Recipe from Fanny at Chez Panisse, an illustrated children's cookbook, by Alice Waters
Yield: 1 1/4 cups
1 egg at room temperature
1 cup olive oil
1 clove of garlic, or more if you prefer
Salt and pepper
Vinegar or lemon juice (about 1/2 tsp)
Separate the egg and put the yolk in a medium-size bowl. Season with a good pinch of salt. It is important that the egg be at room temperature or a little warmer. The egg and the oil won't mix well if the egg is cold.

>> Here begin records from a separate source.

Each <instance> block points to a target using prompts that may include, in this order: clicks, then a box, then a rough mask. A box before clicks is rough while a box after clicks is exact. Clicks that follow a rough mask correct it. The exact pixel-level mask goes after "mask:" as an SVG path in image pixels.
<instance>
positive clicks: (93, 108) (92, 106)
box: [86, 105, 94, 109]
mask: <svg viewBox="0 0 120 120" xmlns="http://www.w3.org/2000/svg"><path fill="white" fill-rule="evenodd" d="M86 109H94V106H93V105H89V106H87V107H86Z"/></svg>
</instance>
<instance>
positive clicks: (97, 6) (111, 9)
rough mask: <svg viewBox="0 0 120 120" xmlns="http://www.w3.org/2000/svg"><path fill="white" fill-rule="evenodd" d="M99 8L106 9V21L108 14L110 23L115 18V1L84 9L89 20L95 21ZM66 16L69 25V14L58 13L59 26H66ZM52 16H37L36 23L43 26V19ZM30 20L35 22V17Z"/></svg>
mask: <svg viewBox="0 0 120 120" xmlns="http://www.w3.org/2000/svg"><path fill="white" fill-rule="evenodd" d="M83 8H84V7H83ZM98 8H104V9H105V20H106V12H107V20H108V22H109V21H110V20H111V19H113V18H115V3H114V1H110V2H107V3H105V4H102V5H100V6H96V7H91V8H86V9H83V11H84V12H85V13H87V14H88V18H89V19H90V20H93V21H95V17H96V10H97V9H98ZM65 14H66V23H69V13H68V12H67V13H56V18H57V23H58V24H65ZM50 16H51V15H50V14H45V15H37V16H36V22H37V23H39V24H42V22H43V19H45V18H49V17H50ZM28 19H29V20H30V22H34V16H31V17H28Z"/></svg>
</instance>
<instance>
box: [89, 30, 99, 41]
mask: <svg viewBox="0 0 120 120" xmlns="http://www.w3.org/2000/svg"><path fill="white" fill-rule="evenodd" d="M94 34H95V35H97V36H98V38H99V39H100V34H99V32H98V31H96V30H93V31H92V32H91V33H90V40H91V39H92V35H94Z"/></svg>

Measure 1 cup oil into a container with a pour spout. Mix the egg and salt together with a whisk. Whisking all the time, slowly add the oil to the egg drop by drop. It will thicken gradually as the egg absorbs the oil. It will stat to get quite thick after you have mixed in about 1/4 cup oil. Thin it by adding 1/2 teaspoon warm water, then continue to add the oil in a thin, steady stream. It will be quite thick again after you have mixed in about 3/4 cup oil. Thin again with 1/2 teaspoon warm water, and whisk in the remaining oil in a steady stream.
Make a puree of the garlic. Pound it in a mortar with a pestle until smooth and juicy. Add about half the puree to the mayonnaise. Finish the seasoning by adding about 1/4 teaspoon of white or red wine vinegar or lemon juice and a pinch of salt and pepper.
It is best if eaten the same day it is made, but will keep 2 to 3 days in the refrigerator.